たぶん聞かれた。 「将来なにやりたいの?」。そして多分いや確実に仕事においての話題だったろうと思う。しかし例に漏れずぼんやり酔ったわたしは思わず、常々ではないにしろ日頃思っていたことを口にしていた。小説書きたいね、と。
A氏は言った。「書いたらいいのに。」と。
目の覚める思いだった。思いだけで酔いは醒めていない。
そんなことを言われたのは初めてだった。当然だ。誰かにこの話をしたのは初めてだった。
そもそも何故そんな話をしてしまったのか。
A氏なら、笑わない気がしたから。唯一はっきり覚えているのはこの動機だ。
別に隠し事ではない。後ろめたい事ではもっとない。それでも奥に仕舞い込んでいたものを話したら、またそんな風に言われたら、何かが軽くなったような気がした。受け入れられたように感じたからだろうか。

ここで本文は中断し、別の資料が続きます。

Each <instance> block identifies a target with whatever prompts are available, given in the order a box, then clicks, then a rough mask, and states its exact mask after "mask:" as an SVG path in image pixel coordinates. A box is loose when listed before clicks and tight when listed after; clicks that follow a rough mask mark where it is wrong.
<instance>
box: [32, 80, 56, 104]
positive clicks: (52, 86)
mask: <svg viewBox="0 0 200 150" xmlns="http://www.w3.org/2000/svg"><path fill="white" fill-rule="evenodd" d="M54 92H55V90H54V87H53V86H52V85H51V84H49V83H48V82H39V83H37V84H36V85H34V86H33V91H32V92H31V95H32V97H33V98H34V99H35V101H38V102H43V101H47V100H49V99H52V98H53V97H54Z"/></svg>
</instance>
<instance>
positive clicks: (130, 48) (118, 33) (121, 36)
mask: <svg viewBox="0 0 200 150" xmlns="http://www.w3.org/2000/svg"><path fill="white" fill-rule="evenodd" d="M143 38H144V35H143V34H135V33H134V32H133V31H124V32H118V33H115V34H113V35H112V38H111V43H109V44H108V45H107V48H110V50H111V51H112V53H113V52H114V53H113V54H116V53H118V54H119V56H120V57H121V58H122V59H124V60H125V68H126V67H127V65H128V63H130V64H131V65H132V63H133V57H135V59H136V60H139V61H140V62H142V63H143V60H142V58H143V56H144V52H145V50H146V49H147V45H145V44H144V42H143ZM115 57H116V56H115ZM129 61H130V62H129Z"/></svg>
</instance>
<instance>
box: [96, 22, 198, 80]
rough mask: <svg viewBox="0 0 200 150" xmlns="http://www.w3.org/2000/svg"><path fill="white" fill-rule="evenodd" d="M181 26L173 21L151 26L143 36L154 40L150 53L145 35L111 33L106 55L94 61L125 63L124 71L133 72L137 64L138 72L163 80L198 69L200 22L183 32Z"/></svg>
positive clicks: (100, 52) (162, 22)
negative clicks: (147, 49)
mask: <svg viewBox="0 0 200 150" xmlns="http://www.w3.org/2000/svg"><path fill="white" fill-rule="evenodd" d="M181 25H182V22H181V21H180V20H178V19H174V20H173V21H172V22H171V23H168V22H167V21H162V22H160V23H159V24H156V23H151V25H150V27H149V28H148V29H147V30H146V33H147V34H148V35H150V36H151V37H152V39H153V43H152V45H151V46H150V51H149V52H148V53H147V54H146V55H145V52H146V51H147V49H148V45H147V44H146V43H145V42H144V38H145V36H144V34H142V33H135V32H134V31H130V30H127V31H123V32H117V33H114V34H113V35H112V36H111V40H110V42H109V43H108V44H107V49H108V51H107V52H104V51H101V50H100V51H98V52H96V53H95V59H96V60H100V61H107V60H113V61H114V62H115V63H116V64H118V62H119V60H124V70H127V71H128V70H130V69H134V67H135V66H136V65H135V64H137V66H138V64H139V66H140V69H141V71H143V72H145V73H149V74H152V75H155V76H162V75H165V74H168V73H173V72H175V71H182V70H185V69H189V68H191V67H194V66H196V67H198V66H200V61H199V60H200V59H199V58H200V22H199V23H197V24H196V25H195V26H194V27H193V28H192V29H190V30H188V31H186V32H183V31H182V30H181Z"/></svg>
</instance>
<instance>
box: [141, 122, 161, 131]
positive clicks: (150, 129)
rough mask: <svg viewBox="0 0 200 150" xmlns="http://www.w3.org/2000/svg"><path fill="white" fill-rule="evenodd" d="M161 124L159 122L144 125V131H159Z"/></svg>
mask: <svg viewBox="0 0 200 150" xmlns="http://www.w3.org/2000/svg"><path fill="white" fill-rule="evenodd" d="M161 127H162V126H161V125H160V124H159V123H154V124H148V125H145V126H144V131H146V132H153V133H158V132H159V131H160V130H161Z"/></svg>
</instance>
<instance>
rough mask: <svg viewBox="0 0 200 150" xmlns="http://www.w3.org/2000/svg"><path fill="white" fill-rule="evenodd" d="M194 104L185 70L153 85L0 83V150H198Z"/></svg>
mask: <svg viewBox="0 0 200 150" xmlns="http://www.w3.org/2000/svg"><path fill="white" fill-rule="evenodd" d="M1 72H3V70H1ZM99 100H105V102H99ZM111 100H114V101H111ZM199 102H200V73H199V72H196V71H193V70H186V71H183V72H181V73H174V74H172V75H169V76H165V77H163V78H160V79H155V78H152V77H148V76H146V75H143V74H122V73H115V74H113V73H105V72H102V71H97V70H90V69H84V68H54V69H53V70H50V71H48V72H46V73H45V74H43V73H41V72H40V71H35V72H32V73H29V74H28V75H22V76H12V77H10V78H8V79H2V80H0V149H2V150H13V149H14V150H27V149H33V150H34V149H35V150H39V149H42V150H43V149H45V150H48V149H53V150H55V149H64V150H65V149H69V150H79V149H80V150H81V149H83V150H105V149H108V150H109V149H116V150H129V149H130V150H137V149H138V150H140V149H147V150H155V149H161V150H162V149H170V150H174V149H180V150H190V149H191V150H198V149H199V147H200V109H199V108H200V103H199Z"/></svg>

そんな雷に打たれているなぞ露も気付かず、向かいでジョッキを傾けたA氏はこんなやりとりを憶えていないだろう。単にわたしの発言に感想を述べただけだろうし。
しかし何気無く呟かれたその一言が、わたしを本当のスタートラインに立たせたのは間違いない。
それから自分に合った書き進め方として投稿サイトを選び登録した。ただ、繋がりのある物語を書く、というより考えるのに四苦八苦した記憶がある。初投稿までの右往左往が冒頭の空白期間だったらしい。腰と筆が重すぎるが、恐らくそうなんだろう。
物語を上手く進められようが難航しようが、先へ踏み出す原動力になったのは、いつか再会する日が来たら必ずA氏にお礼を言おうと決めたことだった。A氏が憶えていようがいまいが言いたかった。
あのサシ飲みがあったから、わたしは今書くことに楽しく頭を抱えている。
その機会が降ってわいたのが昨年の年末だった。忘年会万歳、コロナ明け万歳。 何かと理由を付けて企画したのが何を隠そうわたしである。幹事特権をフル活用してメンバーをかき集めた。
なんて充実した時間だったろう。あんな風に一同に会するチャンスはそうそう無い。 酒の席万歳。
果たしてA氏と再会できたのだった。
案の定A氏は憶えてないっぽい反応だったが、あの日と変わらず、笑わずにわたしの話を聞いてくれた。
誤算は、酔っていたとは言え調子に乗ってA氏にこのサイトをうっかり教えてしまったことだ。見られるかもしれん。
別に隠し事ではない。後ろめたいことではもっとない。だが気恥ずかしいことこの上ない。
やはり飲酒量を見直すべきだろう。